Libby told her. And a half hour later, she was smiling and still in a bit of shock, because Emma had agreed to come and help her.





TWENTY-FIVE

If there was a lesson Sam had learned in his years of recovery and sobriety, it was that you could never take anything for granted. And that there was no rhyme or reason to why an addict or alcoholic would return to drinking or drugs.

He’d known a guy once who had been sober for six years. His name was Rick, and he was solid, he had it beat. Rick worked as an accountant, dated a beautiful, sexy woman, and liked golf. To Sam, he moved through life with ease. Rick had told Sam more than once that his addiction wasn’t a problem, that once he’d turned away from the Oxycontin, that was it—there was no turning back.

He said, like Tony had said the other night, he’d turned the page.

But then one fall the Colorado Rockies baseball team blew a pennant race, and Rick turned another page. Only he went in the wrong direction and took a bunch of pills, and just like that—like that—he fell off his sobriety.

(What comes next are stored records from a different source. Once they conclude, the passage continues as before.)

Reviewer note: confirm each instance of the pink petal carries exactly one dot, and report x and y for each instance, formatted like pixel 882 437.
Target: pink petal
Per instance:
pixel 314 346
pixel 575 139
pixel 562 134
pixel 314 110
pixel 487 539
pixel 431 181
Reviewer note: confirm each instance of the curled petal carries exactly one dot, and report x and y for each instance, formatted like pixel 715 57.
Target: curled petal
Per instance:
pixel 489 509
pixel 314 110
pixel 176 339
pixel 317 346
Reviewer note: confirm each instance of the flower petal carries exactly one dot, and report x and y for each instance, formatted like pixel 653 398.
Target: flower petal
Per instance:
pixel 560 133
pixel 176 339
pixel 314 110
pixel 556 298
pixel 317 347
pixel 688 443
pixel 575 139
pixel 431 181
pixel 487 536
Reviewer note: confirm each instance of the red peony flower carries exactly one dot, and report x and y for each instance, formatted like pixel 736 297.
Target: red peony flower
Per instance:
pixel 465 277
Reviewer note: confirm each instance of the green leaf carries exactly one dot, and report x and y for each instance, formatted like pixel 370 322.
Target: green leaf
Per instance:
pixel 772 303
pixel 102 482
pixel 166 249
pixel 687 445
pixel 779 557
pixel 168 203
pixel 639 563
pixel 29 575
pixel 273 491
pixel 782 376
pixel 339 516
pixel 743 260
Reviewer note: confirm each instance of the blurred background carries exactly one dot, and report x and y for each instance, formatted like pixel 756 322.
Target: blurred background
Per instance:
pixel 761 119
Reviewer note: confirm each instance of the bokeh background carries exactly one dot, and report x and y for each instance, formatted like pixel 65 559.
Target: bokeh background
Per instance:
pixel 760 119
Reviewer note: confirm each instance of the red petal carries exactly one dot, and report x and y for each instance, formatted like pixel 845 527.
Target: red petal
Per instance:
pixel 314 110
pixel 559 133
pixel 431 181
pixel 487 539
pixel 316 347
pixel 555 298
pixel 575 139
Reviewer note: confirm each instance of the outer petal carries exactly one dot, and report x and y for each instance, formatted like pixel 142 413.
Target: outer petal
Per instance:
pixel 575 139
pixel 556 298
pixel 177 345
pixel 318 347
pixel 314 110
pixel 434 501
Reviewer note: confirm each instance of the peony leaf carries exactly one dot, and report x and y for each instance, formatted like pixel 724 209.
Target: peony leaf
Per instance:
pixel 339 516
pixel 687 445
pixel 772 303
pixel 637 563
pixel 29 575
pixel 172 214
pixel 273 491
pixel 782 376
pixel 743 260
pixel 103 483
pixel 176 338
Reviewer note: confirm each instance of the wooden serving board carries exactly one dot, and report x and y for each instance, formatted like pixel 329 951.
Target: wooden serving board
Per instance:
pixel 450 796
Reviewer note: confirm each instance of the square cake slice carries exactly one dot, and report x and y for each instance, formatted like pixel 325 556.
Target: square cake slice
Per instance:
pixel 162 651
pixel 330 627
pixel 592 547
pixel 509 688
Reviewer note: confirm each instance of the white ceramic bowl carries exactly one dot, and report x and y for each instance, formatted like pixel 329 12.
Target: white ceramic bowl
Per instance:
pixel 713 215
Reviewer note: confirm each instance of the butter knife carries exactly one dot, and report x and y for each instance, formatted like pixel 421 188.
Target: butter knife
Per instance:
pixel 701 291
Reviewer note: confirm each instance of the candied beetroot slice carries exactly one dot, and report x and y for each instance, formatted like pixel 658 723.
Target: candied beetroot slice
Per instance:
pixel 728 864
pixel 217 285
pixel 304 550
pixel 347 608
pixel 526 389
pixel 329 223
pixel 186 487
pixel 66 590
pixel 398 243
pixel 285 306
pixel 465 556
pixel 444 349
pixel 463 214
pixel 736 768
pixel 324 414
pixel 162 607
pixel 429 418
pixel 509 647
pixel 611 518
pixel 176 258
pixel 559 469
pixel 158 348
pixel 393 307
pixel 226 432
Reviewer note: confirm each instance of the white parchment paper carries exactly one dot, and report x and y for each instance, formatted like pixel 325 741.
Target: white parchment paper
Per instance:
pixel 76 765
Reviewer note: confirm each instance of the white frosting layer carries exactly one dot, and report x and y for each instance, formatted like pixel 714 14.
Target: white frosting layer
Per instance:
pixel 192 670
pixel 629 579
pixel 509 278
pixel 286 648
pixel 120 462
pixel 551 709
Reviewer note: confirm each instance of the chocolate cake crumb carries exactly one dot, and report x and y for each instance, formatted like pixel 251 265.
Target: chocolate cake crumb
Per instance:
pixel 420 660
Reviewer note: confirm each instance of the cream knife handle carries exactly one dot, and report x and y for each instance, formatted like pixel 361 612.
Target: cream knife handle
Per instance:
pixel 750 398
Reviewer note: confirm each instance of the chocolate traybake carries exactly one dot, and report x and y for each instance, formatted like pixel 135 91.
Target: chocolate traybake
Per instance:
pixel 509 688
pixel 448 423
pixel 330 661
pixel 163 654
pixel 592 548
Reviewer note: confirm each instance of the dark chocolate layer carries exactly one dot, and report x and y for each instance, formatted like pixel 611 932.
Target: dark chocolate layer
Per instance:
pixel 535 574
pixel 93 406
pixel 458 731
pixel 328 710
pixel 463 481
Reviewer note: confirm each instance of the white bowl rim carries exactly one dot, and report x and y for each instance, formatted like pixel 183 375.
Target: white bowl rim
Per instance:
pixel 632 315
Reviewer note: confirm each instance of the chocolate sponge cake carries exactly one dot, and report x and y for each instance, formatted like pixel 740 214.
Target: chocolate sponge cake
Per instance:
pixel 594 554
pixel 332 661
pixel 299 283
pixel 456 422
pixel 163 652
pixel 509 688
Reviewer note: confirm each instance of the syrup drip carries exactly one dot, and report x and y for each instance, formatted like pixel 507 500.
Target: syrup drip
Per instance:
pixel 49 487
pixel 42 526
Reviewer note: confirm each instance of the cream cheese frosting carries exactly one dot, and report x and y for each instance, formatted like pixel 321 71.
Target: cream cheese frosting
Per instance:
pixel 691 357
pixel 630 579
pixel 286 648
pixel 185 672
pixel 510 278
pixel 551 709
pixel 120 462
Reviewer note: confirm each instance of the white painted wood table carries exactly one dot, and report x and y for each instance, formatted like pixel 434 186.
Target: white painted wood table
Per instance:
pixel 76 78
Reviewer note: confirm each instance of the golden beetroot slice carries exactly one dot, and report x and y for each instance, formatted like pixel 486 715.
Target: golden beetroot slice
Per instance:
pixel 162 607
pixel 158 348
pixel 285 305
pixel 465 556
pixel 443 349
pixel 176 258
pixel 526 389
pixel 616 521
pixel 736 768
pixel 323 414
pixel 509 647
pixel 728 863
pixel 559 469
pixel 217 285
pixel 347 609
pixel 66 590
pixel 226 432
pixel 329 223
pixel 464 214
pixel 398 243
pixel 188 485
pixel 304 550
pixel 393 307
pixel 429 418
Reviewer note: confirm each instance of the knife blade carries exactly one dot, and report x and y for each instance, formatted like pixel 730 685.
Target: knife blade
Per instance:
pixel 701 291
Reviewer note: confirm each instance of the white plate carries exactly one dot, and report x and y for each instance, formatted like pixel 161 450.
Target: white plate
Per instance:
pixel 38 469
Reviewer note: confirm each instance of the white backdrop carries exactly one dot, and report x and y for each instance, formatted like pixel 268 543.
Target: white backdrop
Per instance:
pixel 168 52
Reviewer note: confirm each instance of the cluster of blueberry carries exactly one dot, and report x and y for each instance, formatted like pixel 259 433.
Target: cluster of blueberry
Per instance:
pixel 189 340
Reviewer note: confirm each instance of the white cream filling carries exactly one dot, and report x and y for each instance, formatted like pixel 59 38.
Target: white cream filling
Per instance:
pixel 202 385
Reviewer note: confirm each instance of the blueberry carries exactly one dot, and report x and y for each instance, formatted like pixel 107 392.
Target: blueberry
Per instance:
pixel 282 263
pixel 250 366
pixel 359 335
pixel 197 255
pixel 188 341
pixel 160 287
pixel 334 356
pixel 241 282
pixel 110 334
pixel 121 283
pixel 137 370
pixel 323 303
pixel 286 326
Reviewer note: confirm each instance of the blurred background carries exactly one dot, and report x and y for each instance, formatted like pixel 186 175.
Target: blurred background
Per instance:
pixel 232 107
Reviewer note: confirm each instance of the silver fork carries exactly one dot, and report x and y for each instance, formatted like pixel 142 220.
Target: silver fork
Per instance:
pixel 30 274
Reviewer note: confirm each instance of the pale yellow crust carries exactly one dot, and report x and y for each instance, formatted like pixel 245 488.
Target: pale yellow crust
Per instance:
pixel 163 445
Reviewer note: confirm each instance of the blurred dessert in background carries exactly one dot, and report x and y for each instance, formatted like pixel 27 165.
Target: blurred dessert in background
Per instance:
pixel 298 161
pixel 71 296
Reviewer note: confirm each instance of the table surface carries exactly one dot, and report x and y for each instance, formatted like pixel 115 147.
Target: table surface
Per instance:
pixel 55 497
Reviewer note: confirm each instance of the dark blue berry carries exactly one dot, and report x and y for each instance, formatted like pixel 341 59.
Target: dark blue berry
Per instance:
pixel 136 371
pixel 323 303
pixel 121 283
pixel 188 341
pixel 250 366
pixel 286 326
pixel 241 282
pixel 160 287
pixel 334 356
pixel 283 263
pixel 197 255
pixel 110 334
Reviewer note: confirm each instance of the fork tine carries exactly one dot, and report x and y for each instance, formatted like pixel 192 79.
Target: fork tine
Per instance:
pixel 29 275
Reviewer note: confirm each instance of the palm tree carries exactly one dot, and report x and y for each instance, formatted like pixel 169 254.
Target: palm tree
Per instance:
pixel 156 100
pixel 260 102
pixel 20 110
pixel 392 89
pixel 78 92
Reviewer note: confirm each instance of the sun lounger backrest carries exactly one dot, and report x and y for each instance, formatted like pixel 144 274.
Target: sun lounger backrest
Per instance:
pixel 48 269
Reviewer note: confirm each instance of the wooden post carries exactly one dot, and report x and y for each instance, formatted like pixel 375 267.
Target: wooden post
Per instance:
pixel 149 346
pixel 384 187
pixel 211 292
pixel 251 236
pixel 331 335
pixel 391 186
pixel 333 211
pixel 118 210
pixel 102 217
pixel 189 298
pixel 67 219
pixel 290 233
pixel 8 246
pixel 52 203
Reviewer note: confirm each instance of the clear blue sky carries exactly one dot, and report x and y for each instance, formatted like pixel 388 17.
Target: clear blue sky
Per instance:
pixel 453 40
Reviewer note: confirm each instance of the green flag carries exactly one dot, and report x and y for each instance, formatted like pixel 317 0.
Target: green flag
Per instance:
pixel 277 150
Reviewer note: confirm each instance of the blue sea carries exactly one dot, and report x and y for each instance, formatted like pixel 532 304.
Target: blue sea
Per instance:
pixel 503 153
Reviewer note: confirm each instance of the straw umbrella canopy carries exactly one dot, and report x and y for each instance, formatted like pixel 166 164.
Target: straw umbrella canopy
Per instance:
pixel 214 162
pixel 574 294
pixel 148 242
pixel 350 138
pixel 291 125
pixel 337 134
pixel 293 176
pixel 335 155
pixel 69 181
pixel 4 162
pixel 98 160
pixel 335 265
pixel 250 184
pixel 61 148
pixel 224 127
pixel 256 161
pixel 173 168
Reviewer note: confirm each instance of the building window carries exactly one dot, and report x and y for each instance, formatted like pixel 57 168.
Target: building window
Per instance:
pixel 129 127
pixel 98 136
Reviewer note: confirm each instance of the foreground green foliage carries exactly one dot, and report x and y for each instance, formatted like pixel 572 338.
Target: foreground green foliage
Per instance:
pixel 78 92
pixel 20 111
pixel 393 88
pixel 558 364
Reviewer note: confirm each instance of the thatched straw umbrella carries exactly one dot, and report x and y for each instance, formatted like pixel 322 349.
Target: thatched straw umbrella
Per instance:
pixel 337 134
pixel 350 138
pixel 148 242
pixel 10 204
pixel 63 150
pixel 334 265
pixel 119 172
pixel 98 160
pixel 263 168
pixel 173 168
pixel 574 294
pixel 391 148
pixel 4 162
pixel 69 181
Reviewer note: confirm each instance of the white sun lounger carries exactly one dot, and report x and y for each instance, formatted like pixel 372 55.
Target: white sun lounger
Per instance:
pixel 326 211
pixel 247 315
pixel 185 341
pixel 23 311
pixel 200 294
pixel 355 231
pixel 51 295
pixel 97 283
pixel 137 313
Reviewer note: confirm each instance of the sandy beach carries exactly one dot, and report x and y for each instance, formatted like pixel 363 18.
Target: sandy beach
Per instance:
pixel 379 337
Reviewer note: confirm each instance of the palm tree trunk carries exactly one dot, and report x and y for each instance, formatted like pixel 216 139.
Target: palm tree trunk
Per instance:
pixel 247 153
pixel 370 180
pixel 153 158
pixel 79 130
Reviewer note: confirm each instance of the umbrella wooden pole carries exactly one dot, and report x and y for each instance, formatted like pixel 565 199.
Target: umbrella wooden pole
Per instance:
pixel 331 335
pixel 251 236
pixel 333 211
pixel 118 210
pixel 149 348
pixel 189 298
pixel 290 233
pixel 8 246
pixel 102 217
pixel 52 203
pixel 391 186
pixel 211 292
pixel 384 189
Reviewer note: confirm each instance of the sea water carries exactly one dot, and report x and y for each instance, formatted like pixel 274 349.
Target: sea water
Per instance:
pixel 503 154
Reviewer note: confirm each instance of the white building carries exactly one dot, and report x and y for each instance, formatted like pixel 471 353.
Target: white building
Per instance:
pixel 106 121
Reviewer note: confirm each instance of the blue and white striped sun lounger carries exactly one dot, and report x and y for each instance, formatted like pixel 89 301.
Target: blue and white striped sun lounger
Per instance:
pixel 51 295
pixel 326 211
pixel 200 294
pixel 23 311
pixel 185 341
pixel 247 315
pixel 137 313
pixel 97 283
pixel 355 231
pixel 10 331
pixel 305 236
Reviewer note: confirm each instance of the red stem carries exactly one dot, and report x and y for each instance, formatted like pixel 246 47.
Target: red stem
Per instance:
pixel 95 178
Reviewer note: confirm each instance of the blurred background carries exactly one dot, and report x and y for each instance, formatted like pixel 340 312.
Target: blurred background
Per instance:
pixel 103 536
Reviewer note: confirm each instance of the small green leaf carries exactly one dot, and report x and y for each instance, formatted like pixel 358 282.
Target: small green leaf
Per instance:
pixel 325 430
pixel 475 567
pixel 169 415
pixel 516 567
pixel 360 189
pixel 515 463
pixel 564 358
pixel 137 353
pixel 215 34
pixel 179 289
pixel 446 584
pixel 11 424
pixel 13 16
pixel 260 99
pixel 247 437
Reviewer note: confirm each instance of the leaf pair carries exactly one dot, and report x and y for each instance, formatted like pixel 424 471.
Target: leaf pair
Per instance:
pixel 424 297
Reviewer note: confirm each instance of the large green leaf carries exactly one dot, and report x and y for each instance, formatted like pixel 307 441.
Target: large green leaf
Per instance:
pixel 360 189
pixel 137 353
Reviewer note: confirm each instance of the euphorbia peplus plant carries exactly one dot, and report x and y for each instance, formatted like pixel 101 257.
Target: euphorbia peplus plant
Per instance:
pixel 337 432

It could happen in the blink of an eye.

Sam worried for Tony. To an outsider, it would seem that things were looking up for Tony. At Homecoming Ranch, he’d struck up a friendship with Ernest Delgado, and was doing some odd jobs around the place. Luke told him that Tony had been helping make some repairs and that he was pretty handy with a hammer. Just like Libby, Luke told Tony he could stay as long as he needed. They’d even try and pay him a little something.